> The utility to the community is that if a dissector (debug tool) can see it's
> a signature, then it can, even without verifying the signature, dig down into
> the payload to show a developer what's what.   It seems reasonable to common
> tools will evolve to decode JWS and COSE, but not necessarily know what a
> voucher is.

I fully agree with this! A generic +jws or +cose or +cbor or +json viewer with 
syntax and 
component highlighting  would be super useful -- just like we have generic .txt 
/ .json / .c  file viewers today. 
For +cose for example, the viewer can immediately extract the signed payload 
part without necessarily 
knowing how to validate the signature, or knowing what key it needs for that.

> Or maybe I should reverse this: in order for common tools to evolve, we need
> clear signals about the encoding of the signature blob.
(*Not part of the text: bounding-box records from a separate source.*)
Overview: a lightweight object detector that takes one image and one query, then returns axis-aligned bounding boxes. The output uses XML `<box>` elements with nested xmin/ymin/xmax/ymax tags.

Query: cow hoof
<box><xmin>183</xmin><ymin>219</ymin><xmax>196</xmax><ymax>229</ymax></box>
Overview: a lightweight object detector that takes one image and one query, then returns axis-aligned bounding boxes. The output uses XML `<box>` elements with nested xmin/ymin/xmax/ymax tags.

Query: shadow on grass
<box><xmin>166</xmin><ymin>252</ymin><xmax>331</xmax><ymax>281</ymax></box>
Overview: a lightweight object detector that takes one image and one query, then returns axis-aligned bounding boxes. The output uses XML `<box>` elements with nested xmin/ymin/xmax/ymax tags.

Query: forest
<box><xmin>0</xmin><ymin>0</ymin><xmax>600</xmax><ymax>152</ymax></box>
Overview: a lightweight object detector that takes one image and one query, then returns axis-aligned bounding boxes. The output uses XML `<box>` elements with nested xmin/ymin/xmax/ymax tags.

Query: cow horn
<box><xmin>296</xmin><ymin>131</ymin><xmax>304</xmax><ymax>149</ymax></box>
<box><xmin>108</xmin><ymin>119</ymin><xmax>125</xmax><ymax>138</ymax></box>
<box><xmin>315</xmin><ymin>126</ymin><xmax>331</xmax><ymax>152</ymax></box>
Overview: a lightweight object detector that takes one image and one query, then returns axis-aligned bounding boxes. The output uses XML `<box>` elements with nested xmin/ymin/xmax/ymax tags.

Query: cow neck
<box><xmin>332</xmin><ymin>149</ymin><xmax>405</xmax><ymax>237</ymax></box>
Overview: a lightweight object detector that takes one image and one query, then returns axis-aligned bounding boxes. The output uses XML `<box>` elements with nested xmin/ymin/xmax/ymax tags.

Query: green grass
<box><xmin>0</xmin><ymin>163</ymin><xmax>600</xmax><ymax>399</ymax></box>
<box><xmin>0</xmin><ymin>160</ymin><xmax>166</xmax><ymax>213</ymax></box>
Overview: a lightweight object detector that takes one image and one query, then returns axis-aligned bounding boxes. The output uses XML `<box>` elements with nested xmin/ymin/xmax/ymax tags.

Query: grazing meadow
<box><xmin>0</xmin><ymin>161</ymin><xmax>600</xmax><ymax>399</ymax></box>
Agree even more here :-)   

For the cBRSKI draft I looked at multiple suffixes, but saw it as getting too 
complex for us / the 
target population to understand and correctly apply. Without much benefit.  A 
single +name prefix is
useful however.

> I think that application/voucher-cms+json in RFC8366 was in the wrong.
> It should have been application/voucher-json+cms

Yes, I also saw this a while back - the +cms at the end would have been the 
right thing. 
A generic +cms viewer could for example extract, or highlight the payload and 
also separately
show the signing certificates even without necessarily being able to validate 
the CMS.
The CMS structure itself can also contain a number indicating the payload type, 
in eContentType.
The viewer can optionally use this to render the payload better.